Welcome to the forum.

35mm film is certainly capable of capturing good landscape shots....heck, even a cell phone camera can do that.  The question is what do you want to do with the image.

35mm film is probably good enough for most magazine applications, but if you wanted to print a large 'fine art' print...then the higher quality of medium or large format film will certainly make a difference.  It's simple physics, the larger the film you have to work with, the larger you can make the print...before the degradation of detail becomes unacceptable.  Now of course, 'unacceptable' is a subjective term...what's good to you might not be good to me or vice versa.  Viewing distance should be considered as well.  A billboard doesn't need a lot of detail because it's viewed from a long way away.  A print hanging on a wall, might be viewed much closer.

As for digital, the same principle still holds true (for the most part)...bigger recording medium is better.  This is why the highest quality digital SLR cameras (in the 35mm format) have 'full frame' sensors that are the same size as 35mm film.  Even bigger sensors are found in digital medium format cameras. 
However, even the 'crop sensor' DLSR cameras (which is most of them) can produce enough quality for very good large prints.
There are other factors of course.  The quality of the film used, the quality of the lens used and certainly the skill of the photographer.  Digital introduces many other factors as well.  Every new generation of digital cameras is better than the last, and while more mega pixels doesn't necessarily equate to better quality, it does make it easier to make large prints.

So I wouldn't say that 35mm film or even a 'crop sensor' DSRL is a bad choice for a landscape photographer...but it depends on the final goal or requirements of the images.


----------



## table1349 (Sep 23, 2008)

Big Mike said:


> Welcome to the forum.
> 
> 35mm film is certainly capable of capturing good landscape shots....heck, even a cell phone camera can do that.  The question is what do you want to do with the image.
> 
> ...



:thumbup:


----------



## ksmattfish (Sep 24, 2008)

I think there are multiple reasons for the popularity of medium and large format film for landscape photography.  As has been mentioned bigger film tends to make nicer big prints, and big prints is where most of the money is in landscape photography.  Traditional landscape photographs are often rich with fine detail, so fine grain is preferred.  The more a neg has to be enlarged the bigger the grain gets.  An 8"x10" print from ISO 400 4x5 is almost grainless; grain in the same size print from 35mm will be much more noticeable.  

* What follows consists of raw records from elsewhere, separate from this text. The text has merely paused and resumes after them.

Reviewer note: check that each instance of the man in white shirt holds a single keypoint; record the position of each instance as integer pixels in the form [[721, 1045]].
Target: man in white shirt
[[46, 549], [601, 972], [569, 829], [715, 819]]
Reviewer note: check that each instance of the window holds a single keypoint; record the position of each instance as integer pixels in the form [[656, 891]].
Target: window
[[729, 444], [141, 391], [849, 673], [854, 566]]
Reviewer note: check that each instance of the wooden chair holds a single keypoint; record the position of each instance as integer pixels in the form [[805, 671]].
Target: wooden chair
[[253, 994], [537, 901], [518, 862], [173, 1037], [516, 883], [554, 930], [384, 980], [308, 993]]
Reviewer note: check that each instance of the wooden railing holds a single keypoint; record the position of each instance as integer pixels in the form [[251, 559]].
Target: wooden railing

Another reason is that 35mm cameras are mostly SLRs and point-n-shoots, while there are a variety of medium and large format camera designs.  Some of these have features that landscape photographers find useful such as view camera movements and composing on a ground glass.  There are a bunch of really cool medium format panoramic cameras.

But the fact is that exciting, compelling, visually interesting subject matter is what's really important.  Most folks won't complain about a little grain if you catch fantastic light.  On the other hand I've seen plenty of technically perfect, yet mostly uninteresting photos from large format.  Just off the top of my head Galen Rowell and Dean Brown were famous landscape photographers who worked mostly with 35mm.  They wanted the freedom of movement compact gear allowed.  Brett Weston shot 8x10 film, and he claimed he never went more than 500' from his car.    Film quality has only been improving.  The 35mm film you can use today will look almost as clean as the medium format of Dean Brown's day.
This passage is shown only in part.